PJ-Tertial Innere in Kliniken Maria-Hilf Moenchengladbach (11/2021 bis 3/2022)

Station(en)
Nephro, Onko, Pulmo, Kardio
Heimatuni
Aachen
Kommentar
Kardio: Die Station ist von ärztlicher Seite in rhythmologische und andere Kardiofälle aufgeteilt. Man kann sich frei aussuchen, bei welcher Visite man mitgehen möchte und sich auch jederzeit umentscheiden. Nach der Visite kann man ins Herzkatheter Labor, in den Schrittmacher-OP oder zB ins Echo gehen und darf dort je nach Arzt auch selbst mit an den Tisch oder Patienten vorschallen.

Nephro: Als ich da war, hatten die Nephrologen gerade leider keine eigene Station (weil dort gesammelt die Corona-Patienten lagen), deshalb gab es nur Außenlieger, was die Arbeit für die Ärzte wirklich umständlich machte. Alle waren trotzdem sehr lieb und bemüht, viel zu erklären. Insbesondere die Chefvisite ist lohnenswert, da der Chef viel erklärt, wenn man ein bisschen Interesse an der Inneren zeigt. Neben der Normalstation kann man auf die Dialysestation gehen oder in die Funktionsabteilung, in der Nierenbiopsien gemacht, Vorhofkatheter gelegt werden usw.

Pulmo: Die Abteilung hat seehr viele Patienten und verhältnismäßig wenige Assistenten, deshalb musste ich mich erstmal ein bisschen in die Abläufe einfinden. Als PJler läuft man die Visite mit und kann danach in die Bronchoskopie oder zu den Pleurapunktionen /-drainageanlagen gehen. Ein Oberarzt (Abdel Taijjou) kümmert sich sehr gerne und ausführlich um die Studenten, erklärt viel und denkt auch dran, bei spannenden Dingen Bescheid zu sagen.
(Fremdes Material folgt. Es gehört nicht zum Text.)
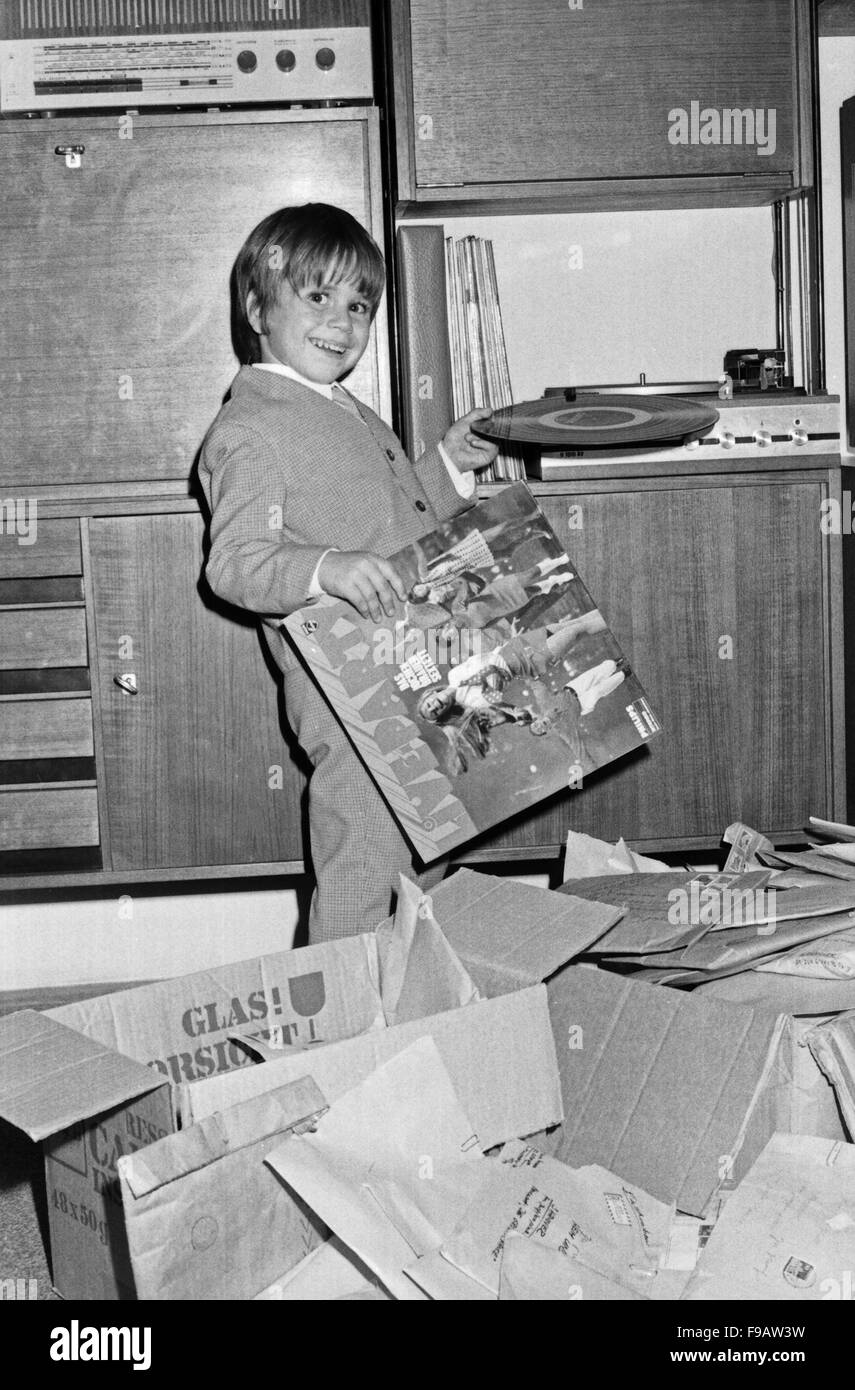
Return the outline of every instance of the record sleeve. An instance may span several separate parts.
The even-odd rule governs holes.
[[[391,559],[385,626],[325,597],[283,627],[424,863],[659,733],[524,483]]]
Gastro/Hämatoonko: Ich war nur auf der onkologischen Station und kann deshalb nichts zur Gastro sagen. Auf der hämatoonkologischen Station habe ich mich super wohl gefühlt. Die Station ist sehr gut organisiert, die Patienten sind gut betreut und die Oberärztin (Dr. Lange), die einmal am Tag die Patienten mit den Assistenten bespricht macht gut Lehre (die Assistenten erklären während der Visite aber auch schon super viel).

In allen Abteilungen: Um 8 Uhr ist Arbeitsbeginn. Man wird eingebunden, die Patienten aufzunehmen und diese werden dann später mit einem Arzt besprochen. Hin und wieder wird man gebeten einen Zugang zu legen und wenn die Pflege eine Blutentnahme nicht schafft, fragen sie uns, ob wir es mal probieren würden. Man kann ausnahmslos immer Mittag essen gehen und kommt auch immer pünktlich zu den Seminaren. Wenn man mal an einem Tag einen Termin nachmittags hat oder auf Station nichts mehr für PJler zu tun ist, war es auch nie ein Problem schon etwas früher zu gehen.
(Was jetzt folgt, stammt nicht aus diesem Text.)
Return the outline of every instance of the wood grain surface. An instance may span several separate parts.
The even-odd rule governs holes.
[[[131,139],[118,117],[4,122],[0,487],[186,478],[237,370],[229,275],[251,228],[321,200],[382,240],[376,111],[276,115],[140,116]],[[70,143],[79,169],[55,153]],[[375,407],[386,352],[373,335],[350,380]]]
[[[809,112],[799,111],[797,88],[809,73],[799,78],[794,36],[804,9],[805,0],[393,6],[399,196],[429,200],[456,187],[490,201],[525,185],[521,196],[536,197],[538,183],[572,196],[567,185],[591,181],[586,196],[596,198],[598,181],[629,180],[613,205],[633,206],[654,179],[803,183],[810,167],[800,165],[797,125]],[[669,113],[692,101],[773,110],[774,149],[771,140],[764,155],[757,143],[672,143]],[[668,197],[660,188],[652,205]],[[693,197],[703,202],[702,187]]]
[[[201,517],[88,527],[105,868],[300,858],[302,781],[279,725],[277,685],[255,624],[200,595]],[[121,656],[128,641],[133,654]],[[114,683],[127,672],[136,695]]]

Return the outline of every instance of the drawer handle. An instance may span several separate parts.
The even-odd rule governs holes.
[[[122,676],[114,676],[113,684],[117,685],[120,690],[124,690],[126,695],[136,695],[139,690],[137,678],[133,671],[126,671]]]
Seminare: Montags am 14 Uhr ist erst ein Radio-Kurs und anschließend jede zweite Woche ein Nephro-Seminar. Dienstags ab 14 Uhr ist erst ein Seminar mit wechselnden Themen als allen möglichen Fächern und anschließend ein EKG-Kurs vom Chefarzt der Kardio.
Die Seminare haben fast immer stattgefunden und waren meistens auch wirklich lehrreich.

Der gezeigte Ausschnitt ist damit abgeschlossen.